Question

How do you solve by completing the square: `x^2 – 4x – 60 = 0`?

Answer 1

Solving a quadratic expression by completing the square means to manipulate the expression in order to write it in the form
`(x+a)^2=b`
So, if `b\ge 0`, you can take the square root at both sides to get
`x+a=\pm\sqrt{b}`
and conclude `x=\pm\sqrt{b}-a`.

Now, we have `(x+a)^2=x^2+2ax+a^2`. Since you equation starts with `x^2-4x`, this means that `2ax=-4x`, and so `a=-2`.
Adding `64` at both sides, we have
`x^2-4x+4=64`
Which is the form we wanted, because now we have
`(x-2)^2=64`
Which leads us to
`x-2=\pm\sqrt{64}=\pm 8` and finally `x=\pm8+2`, which means that the two solutions are `-8+2=-6` and `8+2=10`

Answer 2

• First, we Transpose the Constant to one side of the equation.
  Transposing `-60` to the other side we get:
  `x^2-4x = 60`

• Application of `(a-b)^2 = a^2 - 2ab + b^2`
  We look at the Co-efficient of `x`. It's `-4`
  We take half of this number (including the sign), giving us `–2`
  We square this value to get `(-2)^2 = 4`. We add this number to BOTH sides of the Equation.
  `x^2-4x+4 = 60+4`
  `x^2-4x+4 = 64`
  The Left Hand side `x^2-4x+4` is in the form `a^2 - 2ab + b^2`
  where `a` is `x`, and `b` is `2`

• The equation can be written as
  `(x-2)^2 = 64`

So `(x-2)` can take either `8` or `-8` as a value.
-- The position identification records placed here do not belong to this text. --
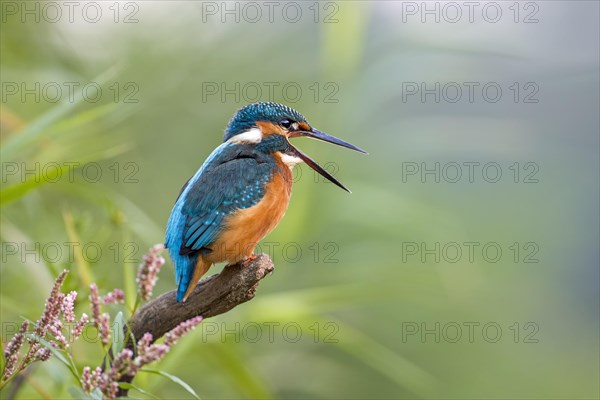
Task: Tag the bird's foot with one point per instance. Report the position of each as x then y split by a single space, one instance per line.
248 260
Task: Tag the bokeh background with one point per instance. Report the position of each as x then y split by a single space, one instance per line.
358 307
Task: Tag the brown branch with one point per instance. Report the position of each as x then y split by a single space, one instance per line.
214 295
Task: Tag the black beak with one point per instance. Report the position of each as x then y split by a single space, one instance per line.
317 134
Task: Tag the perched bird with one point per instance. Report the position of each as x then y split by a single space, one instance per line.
240 193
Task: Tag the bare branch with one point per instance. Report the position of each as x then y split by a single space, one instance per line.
214 295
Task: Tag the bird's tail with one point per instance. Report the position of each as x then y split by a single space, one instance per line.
189 276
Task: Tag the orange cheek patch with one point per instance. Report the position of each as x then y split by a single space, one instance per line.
303 126
269 128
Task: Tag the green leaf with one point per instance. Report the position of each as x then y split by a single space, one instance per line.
78 393
57 353
83 269
118 334
130 386
173 379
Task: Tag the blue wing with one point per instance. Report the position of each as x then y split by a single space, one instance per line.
232 178
219 191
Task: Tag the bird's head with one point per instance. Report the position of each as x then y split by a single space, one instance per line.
269 126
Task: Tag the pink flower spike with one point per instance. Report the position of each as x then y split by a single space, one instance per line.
78 329
95 304
116 296
104 328
68 306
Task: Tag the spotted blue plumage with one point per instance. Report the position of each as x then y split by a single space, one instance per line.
232 178
247 116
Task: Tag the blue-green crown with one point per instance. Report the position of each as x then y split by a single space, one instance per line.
246 117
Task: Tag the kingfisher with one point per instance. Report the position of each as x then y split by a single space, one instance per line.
241 192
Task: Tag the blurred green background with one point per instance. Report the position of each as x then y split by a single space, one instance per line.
357 307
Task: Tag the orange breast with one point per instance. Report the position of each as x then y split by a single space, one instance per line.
247 227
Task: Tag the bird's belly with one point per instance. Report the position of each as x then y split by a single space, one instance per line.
244 229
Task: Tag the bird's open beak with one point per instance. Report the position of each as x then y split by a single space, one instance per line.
317 134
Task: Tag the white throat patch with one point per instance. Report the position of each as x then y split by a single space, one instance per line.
290 161
253 135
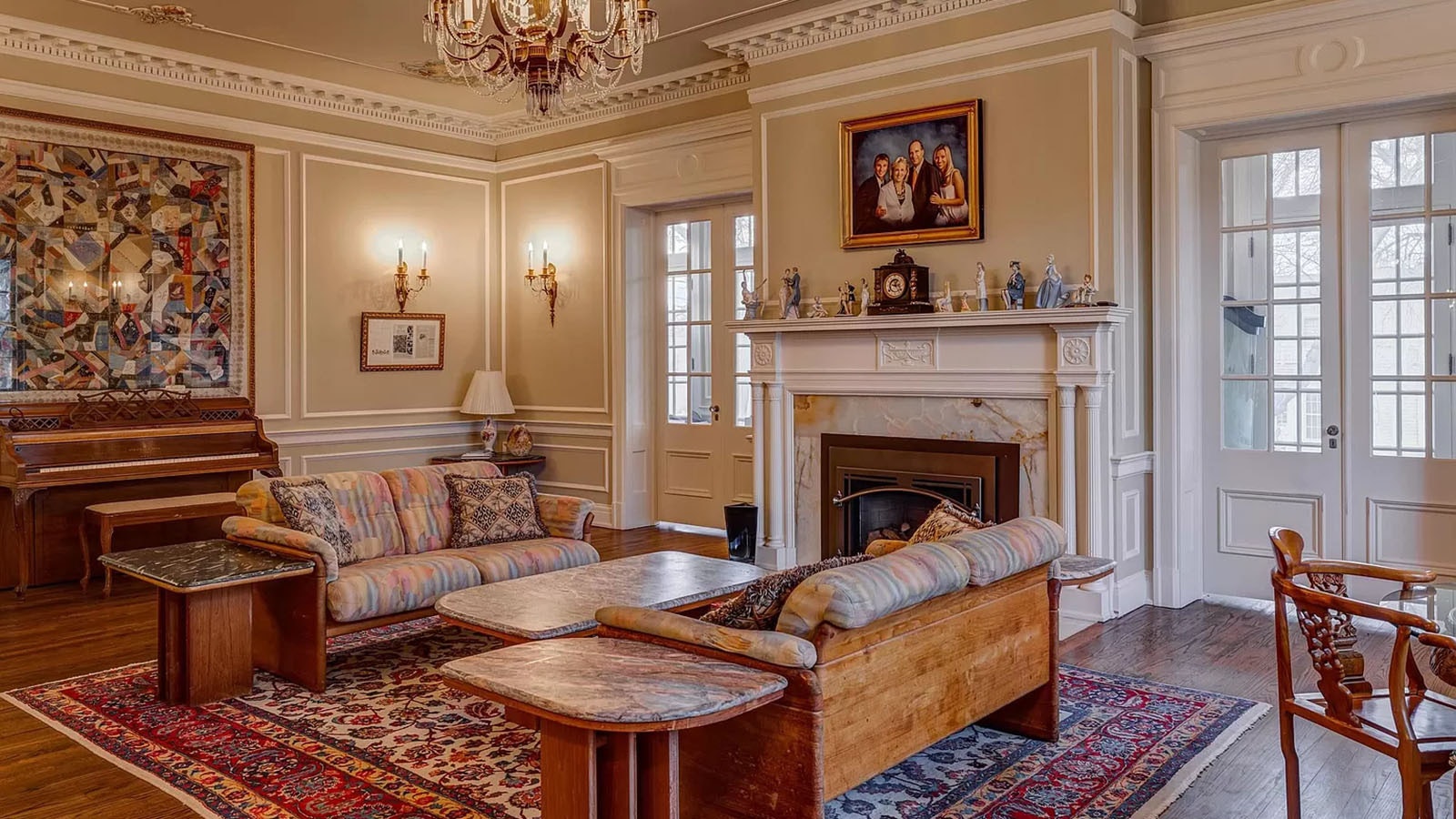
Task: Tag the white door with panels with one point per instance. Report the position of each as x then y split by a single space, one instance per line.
703 404
1330 363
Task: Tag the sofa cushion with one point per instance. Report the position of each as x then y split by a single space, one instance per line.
422 500
1009 548
524 559
364 506
944 521
397 584
492 511
757 606
854 596
309 508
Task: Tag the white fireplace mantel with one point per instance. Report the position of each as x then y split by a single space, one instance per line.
1055 356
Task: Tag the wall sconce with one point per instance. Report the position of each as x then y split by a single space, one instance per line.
546 278
402 290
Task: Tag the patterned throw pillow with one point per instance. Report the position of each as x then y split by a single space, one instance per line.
492 511
757 606
946 519
309 508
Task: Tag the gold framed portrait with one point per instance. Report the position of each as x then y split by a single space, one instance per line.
912 178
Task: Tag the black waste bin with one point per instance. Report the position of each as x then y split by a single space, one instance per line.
742 522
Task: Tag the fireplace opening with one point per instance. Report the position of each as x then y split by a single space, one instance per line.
903 480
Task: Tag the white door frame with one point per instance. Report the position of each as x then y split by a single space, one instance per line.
1232 75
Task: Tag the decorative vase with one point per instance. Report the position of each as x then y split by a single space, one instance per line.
519 442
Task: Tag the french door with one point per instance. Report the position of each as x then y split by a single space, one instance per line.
703 405
1329 358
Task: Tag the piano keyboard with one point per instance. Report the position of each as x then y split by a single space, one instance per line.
152 462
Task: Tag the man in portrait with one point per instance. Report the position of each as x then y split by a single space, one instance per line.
866 198
925 182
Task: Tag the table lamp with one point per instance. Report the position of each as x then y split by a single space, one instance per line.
488 397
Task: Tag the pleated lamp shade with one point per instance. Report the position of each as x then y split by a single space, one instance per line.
488 395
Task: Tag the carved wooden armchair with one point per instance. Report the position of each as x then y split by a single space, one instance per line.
1414 726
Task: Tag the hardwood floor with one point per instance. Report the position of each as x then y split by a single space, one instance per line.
1219 644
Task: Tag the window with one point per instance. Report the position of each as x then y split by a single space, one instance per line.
1271 290
1412 296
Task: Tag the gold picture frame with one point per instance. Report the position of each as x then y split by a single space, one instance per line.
402 341
936 206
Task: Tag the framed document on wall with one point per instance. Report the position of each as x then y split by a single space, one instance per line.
402 341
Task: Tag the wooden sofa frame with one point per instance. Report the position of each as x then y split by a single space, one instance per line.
877 695
291 622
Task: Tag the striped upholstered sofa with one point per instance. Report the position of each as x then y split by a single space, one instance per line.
885 658
399 522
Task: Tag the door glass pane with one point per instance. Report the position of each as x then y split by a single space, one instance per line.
1245 351
1245 191
1398 175
1245 266
1245 414
1443 171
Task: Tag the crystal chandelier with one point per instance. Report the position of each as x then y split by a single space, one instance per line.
545 47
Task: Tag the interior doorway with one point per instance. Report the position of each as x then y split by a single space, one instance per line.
1329 280
703 410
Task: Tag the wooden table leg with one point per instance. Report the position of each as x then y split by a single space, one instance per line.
204 644
618 775
568 771
659 763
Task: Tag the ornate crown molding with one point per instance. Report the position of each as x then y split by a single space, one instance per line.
120 57
841 22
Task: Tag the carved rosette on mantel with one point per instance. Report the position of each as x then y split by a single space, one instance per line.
1062 358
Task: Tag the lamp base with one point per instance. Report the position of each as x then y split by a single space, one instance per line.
488 435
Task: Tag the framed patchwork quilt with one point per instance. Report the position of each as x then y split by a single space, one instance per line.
126 259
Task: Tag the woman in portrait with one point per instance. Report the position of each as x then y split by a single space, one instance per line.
950 198
895 198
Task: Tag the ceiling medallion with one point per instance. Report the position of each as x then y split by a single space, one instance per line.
545 48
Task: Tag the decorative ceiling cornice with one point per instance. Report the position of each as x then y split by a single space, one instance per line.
121 57
837 24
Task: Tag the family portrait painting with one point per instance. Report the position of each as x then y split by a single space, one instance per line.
912 177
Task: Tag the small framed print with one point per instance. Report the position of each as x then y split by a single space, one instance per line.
402 341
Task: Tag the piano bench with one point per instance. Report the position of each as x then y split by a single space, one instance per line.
106 518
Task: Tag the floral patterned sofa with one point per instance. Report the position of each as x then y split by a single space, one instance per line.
885 658
399 522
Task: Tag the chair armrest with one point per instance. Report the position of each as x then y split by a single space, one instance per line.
768 646
1368 570
885 547
565 516
240 528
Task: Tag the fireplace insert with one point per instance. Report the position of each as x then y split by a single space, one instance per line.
895 482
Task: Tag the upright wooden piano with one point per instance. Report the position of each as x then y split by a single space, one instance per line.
56 460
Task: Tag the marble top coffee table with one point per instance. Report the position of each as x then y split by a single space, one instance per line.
611 713
565 602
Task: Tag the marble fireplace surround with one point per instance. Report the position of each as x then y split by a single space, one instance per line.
1043 379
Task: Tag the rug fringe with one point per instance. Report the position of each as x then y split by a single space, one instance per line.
188 800
1188 774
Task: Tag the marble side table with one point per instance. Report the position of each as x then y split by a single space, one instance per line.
628 698
204 614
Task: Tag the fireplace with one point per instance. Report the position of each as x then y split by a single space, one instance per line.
903 480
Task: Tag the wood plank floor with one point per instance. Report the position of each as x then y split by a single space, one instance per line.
1223 646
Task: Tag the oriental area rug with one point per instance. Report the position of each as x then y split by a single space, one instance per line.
390 741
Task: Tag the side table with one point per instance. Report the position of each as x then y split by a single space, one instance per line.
626 697
204 614
509 464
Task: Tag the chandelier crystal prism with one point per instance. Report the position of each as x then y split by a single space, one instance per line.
545 48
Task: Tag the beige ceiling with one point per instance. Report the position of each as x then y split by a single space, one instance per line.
366 43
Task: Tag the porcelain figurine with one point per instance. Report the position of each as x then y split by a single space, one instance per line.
519 440
1016 290
945 303
790 295
1053 292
That's because squaring both will give us 64.

`x-2 = 8` (or) `x-2 = -8`
`x = 10` (or) `x = -6`

• Solution : `x = 10,-6`

• Verify your answer by substituting these values in the Original Equation `x^2- 4x - 60 = 0`
  The Left hand Side is `x^2- 4x - 60`, and the Right Hand Side is `0`

If x = 10,
Left Hand Side
`= (10)^2 - 4(10) - 60`
`= 100 - 40 - 60`
`= 0` (Is Equal to the Right Hand Side)

If x = -6,
Left Hand Side
`= (-6)^2 - 4(-6) - 60`
`= 36 + 24 - 60`
`= 0` (Is Equal to the Right Hand Side)

Both the solutions are verified. Our solution `x = 10,-6` is correct.